In college, high school and NBA basketball, the sixth man is the fans attempting to influence the game by cheering and chanting for their team of choice. The fan section is referred to as the "sixth man", because they are considered the sixth "player" of their basketball team. High school and college student sections are numerous across the United States, and many share the same characteristics.

== College basketball ==
Sixth man clubs originated in college basketball, where deep crowds of students assemble to chant for their team. Quality sixth man squads attend home and away games to support their team. These student sections are strong parts of the game experience, and run the gamut from the Duke's infamous Cameron Crazies to the University of Illinois' altruistic Orange Krush. Many create identical shirts to appear unified and even more numerous. Sixth man clubs name themselves based on their school mascot or color. These student sections are known for their creativity in chants, intimidation tactics to distract the opposing team, and their creativity in raiding away games.
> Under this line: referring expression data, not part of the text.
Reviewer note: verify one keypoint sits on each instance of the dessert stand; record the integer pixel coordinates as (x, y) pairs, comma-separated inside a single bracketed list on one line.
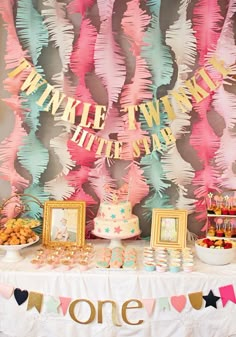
[(13, 253), (115, 241)]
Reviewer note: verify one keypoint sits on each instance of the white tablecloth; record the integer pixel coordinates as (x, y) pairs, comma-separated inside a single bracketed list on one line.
[(118, 286)]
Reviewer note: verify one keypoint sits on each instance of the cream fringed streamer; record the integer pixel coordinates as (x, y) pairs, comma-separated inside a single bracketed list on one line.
[(207, 21), (10, 145), (180, 37)]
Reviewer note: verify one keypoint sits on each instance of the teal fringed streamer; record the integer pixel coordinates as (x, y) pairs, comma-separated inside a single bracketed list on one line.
[(31, 109), (32, 32), (160, 63), (154, 201), (154, 6), (157, 55), (154, 174), (33, 156)]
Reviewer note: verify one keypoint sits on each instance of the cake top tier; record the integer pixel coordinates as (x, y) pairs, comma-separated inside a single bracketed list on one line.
[(115, 211)]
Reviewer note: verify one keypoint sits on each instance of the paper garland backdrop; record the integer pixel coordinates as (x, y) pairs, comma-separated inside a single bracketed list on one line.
[(139, 96), (61, 305)]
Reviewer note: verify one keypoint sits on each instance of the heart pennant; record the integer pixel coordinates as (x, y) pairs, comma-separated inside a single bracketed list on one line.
[(6, 290), (178, 302), (148, 304), (20, 295)]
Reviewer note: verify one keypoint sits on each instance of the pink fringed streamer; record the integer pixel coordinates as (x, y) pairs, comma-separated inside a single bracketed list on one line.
[(134, 22), (79, 6), (139, 88), (137, 186), (83, 51), (225, 104), (207, 21), (82, 63), (14, 50), (109, 61)]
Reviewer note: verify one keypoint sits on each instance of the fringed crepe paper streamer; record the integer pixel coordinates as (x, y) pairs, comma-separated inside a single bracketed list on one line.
[(160, 63), (80, 6), (111, 70), (156, 52), (137, 186), (61, 35), (10, 145), (81, 62), (224, 104), (31, 30), (180, 36), (109, 61), (14, 51), (32, 155), (101, 180), (207, 22), (60, 30), (134, 23)]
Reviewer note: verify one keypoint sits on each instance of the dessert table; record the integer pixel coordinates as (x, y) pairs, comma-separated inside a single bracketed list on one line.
[(118, 286)]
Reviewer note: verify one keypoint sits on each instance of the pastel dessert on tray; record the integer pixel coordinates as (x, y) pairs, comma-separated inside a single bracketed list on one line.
[(215, 252), (115, 220)]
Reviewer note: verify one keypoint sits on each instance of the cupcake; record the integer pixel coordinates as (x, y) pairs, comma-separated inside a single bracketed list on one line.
[(211, 231), (219, 232)]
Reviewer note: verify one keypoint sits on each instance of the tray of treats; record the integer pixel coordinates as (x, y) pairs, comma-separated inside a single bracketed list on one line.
[(19, 210), (116, 258), (13, 239), (221, 215)]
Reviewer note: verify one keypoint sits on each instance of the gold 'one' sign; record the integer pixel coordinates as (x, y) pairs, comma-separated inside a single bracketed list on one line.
[(200, 86)]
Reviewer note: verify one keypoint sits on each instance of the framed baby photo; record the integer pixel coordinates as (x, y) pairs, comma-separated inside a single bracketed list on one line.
[(169, 228), (64, 223)]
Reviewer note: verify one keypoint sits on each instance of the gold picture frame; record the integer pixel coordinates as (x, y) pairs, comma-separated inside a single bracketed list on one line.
[(64, 223), (169, 228)]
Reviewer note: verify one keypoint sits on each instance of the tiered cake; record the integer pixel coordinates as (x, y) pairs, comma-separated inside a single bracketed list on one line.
[(116, 221)]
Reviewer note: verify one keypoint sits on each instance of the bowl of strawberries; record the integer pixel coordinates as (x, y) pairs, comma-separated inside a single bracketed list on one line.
[(215, 252)]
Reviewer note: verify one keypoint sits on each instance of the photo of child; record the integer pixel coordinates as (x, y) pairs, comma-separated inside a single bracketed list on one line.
[(64, 224), (169, 229), (62, 233)]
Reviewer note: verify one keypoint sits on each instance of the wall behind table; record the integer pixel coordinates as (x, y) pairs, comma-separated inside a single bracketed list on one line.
[(51, 64)]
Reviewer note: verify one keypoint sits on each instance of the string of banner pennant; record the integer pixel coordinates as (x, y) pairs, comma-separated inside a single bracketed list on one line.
[(199, 86), (67, 304)]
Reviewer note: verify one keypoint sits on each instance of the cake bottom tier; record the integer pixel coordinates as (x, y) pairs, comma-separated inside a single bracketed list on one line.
[(116, 228)]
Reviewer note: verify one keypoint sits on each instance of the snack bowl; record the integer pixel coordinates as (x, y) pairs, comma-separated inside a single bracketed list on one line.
[(13, 252), (217, 255)]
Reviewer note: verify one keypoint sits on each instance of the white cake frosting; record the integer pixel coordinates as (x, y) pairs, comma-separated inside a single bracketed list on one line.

== High school basketball ==
Sixth man squads assemble themselves together across the United States. Like their collegiate counterparts, high school squads wear matching shirts and name themselves based on their mascot. High school sixth man clubs are able to have the largest impact on the games because the size of the gymnasium is much smaller than its college counterpart. Sixth man squads organize themselves sometimes inches away from the court and work to intimidate their opponents personally. Player-fan interactions occur a lot because of this. This can sometimes backfire, as was the case with former Wisconsin high school player and future NBA player Tyler Herro. Herro, born and raised in Wisconsin, originally committed to play for the University of Wisconsin but later changed his mind and committed to the University of Kentucky. Knowing this, a home crowd's sixth man chanted "Traitor" at him during a road game and Herro responded with a 45 point game and led his team to a road victory.

== Goals and rituals ==
The "sixth man" has taken the role of cheering to a higher and more intense level. The main goal is to be so loud that their team gets pumped up, and the opposing team gets intimidated. Most squads choose to stand up during the whole game. Many squads put their hands in the air whenever their team is shooting a free throw for good luck.